Without research, development and experimentation, the world would not have the health advances that have allowed the average life expectancy of 35 to double in the span of 150 years, according to ourworldindata.org.
The cars, cellphones, computers and homes everyone relies upon on a daily basis would just be fanatic pipe dreams without the investment in and acceptance of science.
While I make no claim to being a scientist myself, I have the utmost respect for those who devote themselves to the variety of scientific fields that keep the world operating and advancing, as it has my whole life.
People like to claim how amazing science is, how technology is so great and that it has come so far, but when scientific evidence surfaces that is inconvenient, people often dismiss and ridicule the discovery. What is important and great about science is that it has nothing to do with conviction, beliefs or feelings, and everything to do with observable, provable fact. Even a scientist with a well-researched and thought-out hypothesis must accept the truth if proven wrong.
Because of recent administrative orders, scientific researchers from around the globe have found it difficult to attend meetings with colleagues in the scientific community.
According to the American Association for the Advancement of Science, more than 150 scientific societies around the world have sent letters to President Donald Trump in hopes to counter the recent travel bans that were attempted.
In additional assertations, the denial of the impact of human activity on climate change have heighted tensions between the scientific community and politicians, mainly within the Republican party, who deny that fact.
Members of global scientific communities have organized a “March for Science” on April 22, which is also Earth Day. According to marchforscience.com, “The March for Science champions robustly funded and publicly communicated science as a pillar of human freedom and prosperity. We unite as a diverse, nonpartisan group to call for science that upholds the common good and for political leaders and policy makers to enact evidence base policies in the public interest.”
The most prominent march will take place in Washington, D.C., but there are five marches that take place here in Indiana. Indianapolis, Evansville, South Bend, Terre Haute and Lafayette all will host their own marches on April 22.
These marches are important to show unity within the scientific community, which can benefit the public as a whole. For example, flat-Earth theory, denial of climate change and anti-vaccination movements grow more prevalent in the U.S. combating such ideas with facts, research and experimentation become more imperative.
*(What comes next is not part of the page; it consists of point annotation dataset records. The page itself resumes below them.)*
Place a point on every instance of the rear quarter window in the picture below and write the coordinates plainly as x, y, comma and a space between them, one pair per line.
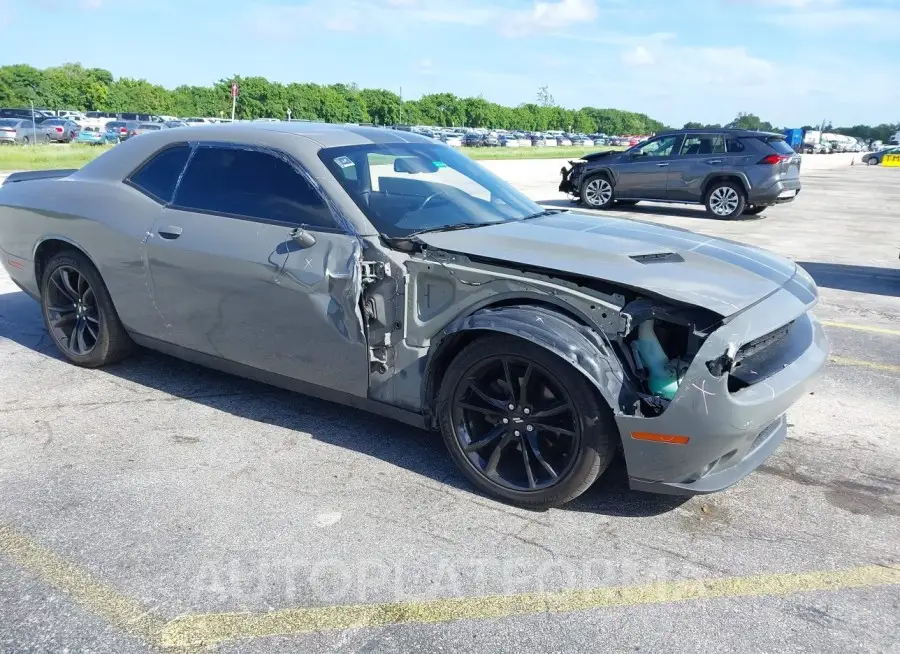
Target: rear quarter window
778, 144
159, 175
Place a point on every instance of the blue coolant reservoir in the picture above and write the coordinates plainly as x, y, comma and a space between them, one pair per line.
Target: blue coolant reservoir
663, 379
The point is to take away irrational and emotion-based legislation that has become commonplace in the U.S. political system.
Astronomer Neil deGrasse Tyson has stated why having an informed public that is scientifically literate, including those who are not scientists themselves, is so important.
“Once you have an innovation culture, even those who are not scientists or engineers—poets, actors, journalists—they, as communities, embrace the meaning of what it is to be scientifically literate,” Tyson said. “They embrace the concept of an innovation culture. They vote in ways that promote it. They don’t fight science, and they don’t fight technology.”
While not all science has benefited humankind or been ethical, the quality of human life and society overall have been improved drastically because of it. It doesn’t take being a scientist to support science, because it is something that effects us all. Those who hold public office need to understand the importance of advocating for and understanding science.